With all the change and the challenges in the last 3 months, I caught myself throwing a party. The kind of party you want everyone join you in, but it is the exact kind of party that no one wants join. I think planning of this party started when the honeymoon period of all this change started to wear off. The grace I was happy to extend was waning. It had been almost three months and it was still just as hard, or harder, than when this all began. I was frustrated. I wanted things to be different. My strength was wearing out and I feel like nothing was getting better. I was planning my own pity party. I started thinking of all the reasons to throw this party:
- This was hardest thing I had ever done and I want it to be over, but there is no end date in sight.
- We can't do things that normal families do.
- I am going at this alone - no husband to help.

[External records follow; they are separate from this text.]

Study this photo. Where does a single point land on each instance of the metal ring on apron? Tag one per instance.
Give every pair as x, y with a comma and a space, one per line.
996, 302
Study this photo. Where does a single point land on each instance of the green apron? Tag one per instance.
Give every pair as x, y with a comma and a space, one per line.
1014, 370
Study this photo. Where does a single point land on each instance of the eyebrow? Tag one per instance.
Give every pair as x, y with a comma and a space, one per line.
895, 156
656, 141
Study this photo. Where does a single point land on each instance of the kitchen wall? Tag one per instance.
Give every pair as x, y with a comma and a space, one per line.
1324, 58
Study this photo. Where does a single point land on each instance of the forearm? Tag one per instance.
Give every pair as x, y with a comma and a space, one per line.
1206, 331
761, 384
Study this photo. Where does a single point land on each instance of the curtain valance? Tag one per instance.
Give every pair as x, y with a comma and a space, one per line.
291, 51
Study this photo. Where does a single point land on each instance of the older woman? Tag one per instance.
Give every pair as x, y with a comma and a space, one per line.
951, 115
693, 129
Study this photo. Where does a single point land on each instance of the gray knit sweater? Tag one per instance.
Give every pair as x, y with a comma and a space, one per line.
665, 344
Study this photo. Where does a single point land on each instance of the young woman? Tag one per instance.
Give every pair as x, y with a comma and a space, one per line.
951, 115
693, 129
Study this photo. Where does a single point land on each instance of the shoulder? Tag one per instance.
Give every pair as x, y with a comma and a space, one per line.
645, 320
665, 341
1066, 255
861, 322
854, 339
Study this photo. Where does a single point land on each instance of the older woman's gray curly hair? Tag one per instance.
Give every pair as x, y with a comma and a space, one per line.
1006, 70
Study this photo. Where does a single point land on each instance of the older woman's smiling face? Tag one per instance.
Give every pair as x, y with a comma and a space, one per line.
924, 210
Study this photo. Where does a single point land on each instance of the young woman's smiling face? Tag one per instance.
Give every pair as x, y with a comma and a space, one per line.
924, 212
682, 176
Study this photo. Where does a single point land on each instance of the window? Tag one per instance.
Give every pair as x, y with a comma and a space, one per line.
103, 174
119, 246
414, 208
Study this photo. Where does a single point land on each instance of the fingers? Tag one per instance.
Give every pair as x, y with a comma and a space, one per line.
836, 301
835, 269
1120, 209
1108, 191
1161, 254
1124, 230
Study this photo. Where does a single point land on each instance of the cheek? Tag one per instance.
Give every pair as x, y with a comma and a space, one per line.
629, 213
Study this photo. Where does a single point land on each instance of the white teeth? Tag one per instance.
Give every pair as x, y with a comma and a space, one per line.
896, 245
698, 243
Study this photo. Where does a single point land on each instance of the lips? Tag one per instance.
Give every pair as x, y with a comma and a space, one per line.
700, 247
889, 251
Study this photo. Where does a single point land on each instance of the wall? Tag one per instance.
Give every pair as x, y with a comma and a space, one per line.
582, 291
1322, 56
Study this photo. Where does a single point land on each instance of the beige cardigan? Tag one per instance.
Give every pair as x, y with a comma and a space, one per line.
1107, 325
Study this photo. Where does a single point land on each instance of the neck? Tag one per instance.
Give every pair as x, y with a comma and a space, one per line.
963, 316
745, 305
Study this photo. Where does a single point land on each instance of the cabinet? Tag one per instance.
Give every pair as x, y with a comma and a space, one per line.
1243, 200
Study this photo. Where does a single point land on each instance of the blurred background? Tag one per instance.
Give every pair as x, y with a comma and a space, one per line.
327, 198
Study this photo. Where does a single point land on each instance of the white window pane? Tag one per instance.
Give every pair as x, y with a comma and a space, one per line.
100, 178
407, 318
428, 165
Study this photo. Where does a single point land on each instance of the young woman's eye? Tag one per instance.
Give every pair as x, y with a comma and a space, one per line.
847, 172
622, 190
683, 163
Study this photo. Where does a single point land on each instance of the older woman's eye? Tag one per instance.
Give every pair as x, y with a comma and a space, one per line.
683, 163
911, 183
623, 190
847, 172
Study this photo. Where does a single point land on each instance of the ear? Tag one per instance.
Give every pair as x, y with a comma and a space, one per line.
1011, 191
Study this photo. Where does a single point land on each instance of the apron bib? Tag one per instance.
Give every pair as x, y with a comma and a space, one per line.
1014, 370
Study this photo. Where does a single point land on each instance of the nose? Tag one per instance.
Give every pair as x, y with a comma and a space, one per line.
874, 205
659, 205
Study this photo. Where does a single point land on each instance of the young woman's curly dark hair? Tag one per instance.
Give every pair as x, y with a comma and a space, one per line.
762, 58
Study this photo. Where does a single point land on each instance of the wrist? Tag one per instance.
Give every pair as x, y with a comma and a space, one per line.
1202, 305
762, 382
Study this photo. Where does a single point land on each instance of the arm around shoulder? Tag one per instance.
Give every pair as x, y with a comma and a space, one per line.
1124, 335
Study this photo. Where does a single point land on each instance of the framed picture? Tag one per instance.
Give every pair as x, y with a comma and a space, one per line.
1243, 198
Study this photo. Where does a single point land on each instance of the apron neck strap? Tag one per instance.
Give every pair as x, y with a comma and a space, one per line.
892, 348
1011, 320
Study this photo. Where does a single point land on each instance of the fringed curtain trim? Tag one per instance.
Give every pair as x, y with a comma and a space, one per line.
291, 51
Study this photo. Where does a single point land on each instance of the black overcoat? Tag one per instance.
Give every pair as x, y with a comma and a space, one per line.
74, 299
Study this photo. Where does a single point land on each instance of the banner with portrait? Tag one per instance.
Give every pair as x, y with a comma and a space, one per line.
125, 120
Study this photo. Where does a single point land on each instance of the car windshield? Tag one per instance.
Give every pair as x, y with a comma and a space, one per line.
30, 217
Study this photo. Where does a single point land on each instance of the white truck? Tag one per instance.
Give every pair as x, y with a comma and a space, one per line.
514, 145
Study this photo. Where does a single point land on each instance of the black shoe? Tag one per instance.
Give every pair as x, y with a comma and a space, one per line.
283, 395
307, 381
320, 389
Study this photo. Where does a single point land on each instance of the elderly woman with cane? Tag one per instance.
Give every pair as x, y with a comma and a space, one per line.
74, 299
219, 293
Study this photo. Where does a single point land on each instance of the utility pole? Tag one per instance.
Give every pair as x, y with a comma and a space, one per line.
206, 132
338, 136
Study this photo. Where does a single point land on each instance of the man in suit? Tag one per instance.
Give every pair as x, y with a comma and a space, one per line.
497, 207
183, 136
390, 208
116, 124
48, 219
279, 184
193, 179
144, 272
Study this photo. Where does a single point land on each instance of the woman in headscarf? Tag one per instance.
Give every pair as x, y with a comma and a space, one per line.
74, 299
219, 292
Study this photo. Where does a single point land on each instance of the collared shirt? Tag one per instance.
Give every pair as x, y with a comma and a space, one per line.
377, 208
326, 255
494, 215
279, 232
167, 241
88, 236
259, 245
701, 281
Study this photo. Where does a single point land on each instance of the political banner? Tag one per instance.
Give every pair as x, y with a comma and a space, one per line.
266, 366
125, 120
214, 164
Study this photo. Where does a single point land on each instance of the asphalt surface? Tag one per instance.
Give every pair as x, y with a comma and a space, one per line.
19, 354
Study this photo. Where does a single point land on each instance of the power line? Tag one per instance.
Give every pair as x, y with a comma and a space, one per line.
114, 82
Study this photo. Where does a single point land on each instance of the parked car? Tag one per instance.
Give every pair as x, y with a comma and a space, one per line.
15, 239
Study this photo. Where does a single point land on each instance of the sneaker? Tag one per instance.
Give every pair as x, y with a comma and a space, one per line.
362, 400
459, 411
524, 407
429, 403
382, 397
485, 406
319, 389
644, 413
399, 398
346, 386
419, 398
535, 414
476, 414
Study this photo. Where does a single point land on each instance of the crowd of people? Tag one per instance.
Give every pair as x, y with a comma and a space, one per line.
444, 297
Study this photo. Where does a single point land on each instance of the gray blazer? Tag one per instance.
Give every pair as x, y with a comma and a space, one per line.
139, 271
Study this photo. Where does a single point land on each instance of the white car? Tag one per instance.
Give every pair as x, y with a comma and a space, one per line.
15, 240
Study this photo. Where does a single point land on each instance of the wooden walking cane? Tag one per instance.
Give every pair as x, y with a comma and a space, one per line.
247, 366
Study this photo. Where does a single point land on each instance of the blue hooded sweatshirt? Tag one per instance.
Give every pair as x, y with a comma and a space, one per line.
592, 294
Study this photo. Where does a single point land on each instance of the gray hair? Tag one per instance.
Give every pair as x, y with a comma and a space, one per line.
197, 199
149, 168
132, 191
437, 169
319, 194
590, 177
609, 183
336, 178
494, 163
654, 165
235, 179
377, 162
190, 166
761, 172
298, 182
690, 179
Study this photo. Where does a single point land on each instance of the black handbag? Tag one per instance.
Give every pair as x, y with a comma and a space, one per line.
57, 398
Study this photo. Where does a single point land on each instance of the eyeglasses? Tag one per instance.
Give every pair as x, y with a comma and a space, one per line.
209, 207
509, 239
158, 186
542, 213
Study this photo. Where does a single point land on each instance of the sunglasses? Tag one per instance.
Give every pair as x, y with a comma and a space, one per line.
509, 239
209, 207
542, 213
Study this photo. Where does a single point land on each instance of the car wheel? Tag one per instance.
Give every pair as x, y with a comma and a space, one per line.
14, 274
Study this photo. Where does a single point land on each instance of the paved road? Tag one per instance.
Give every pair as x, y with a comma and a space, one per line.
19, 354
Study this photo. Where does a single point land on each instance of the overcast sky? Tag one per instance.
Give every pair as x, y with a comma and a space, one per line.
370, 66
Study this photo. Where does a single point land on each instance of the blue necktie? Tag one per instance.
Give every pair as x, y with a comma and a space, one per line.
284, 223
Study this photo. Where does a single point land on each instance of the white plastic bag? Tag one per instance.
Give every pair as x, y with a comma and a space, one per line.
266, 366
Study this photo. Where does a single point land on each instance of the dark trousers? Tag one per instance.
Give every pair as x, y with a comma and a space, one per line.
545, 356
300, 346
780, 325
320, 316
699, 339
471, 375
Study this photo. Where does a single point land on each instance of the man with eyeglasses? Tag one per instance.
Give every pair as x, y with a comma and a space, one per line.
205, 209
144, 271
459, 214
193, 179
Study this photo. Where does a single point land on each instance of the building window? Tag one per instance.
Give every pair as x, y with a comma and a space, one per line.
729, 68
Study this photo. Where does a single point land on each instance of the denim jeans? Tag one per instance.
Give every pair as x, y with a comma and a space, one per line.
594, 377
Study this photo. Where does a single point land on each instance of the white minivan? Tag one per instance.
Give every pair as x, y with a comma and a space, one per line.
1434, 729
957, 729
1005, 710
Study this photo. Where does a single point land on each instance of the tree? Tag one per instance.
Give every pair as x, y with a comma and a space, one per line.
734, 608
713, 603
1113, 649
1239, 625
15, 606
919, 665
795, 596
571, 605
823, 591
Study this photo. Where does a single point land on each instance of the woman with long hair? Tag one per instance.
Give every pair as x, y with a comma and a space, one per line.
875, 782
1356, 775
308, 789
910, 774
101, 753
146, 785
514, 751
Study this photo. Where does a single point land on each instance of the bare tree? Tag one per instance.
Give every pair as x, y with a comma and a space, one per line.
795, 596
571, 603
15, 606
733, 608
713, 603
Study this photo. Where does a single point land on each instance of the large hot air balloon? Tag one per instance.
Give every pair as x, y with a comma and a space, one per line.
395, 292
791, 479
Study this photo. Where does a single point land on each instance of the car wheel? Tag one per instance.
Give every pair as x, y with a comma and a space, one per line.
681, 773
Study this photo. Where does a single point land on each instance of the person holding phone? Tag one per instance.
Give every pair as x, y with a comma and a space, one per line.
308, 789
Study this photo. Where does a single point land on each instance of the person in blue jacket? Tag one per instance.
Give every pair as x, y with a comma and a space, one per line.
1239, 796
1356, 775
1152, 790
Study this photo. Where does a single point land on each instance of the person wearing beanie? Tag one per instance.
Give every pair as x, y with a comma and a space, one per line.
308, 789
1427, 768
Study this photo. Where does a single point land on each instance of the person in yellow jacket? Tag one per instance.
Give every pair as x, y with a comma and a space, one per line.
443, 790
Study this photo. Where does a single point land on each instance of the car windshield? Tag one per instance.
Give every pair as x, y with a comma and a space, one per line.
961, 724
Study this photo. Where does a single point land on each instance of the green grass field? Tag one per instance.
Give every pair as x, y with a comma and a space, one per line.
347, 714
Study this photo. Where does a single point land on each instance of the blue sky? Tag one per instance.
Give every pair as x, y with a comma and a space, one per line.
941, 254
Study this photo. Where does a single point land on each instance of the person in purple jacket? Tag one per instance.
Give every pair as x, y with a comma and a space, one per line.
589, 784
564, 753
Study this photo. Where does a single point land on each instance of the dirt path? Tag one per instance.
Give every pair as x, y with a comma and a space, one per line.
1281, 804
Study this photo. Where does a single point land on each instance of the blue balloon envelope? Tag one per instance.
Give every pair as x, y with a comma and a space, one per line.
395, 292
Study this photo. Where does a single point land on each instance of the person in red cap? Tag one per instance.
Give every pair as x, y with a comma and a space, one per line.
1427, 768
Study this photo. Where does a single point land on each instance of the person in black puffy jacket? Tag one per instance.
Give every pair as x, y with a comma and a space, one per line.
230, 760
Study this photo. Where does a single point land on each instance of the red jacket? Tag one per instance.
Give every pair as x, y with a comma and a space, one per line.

- It is messy - physically and metaphorically (my house smells like boys and I don't know what I am doing half the time).
- I am tired of people telling me that this is just how their kids act or they know how I feel.
- My friends are still trying figure out how to help and be around so this feels quite lonely.
- This is all quite different than I expected.
After I started throwing this miserable party that no one was attending, the Lord was good to come in correct some things.
Count it all joy, my brothers, when you meet trials of various kinds, for you know that the testing of your faith produces steadfastness. And let steadfastness have its full effect, that you may be perfect and complete, lacking in nothing.
I don't think James is telling us to count the pain and suffering of our trial as joy. No I think he is telling us that the fact that we are enduring a trial is proof that God loves us. He is crafting us to look more like him. We can rest in knowing that this hardship, whether it is from obedience or disobedience, is to shape us to be perfect and complete, lacking in nothing. I can take joy in the fact that when this is over or if this ever gets easier, I will look more like Jesus.- James 1:2-4
James also points out that our trials are of various kinds. Everyone's trials are different. They have to be because we are different. I start feeling sorry for myself when I compare my trials to someone else's. I start thinking that their's is easier or shorter or at least they have a husband to help, etc. But this verse shows me that my trials are designed specifically for me. God has chosen them for me. They are my trials, given to me to make me look more like Christ. Each person is given different trials to make us perfect and complete - whether it is foster kids, an illness that may become terminal, an unexpected pregnancy, the death of a family member, the loss of a job, etc. The truth is, for me your trials may be easier or harder, but they wouldn't make me look more like Christ. And my trials might be easier or harder for you to handle, but that is not what will make you look more like Christ. He is glorified in our weakness, so of course our trials are going to bring out what is weakest in us, but this is for our good. Our trials are specifically chosen for us by our Creator who knows what is best for us, in order that we may be perfect and complete lacking in nothing and that He may get the glory for it.
Over the past week, as I have stopped feeling sorry for myself, stopped comparing, and started leaning in just a little more. Things have gotten easier. My circumstances have not changed - in fact this week a bunk bed ladder was thrown across a room - but my outlook has changed and a little bit of joy creeps in every now and then. I take joy knowing that I am not alone and that because of this one day I will look more like Jesus.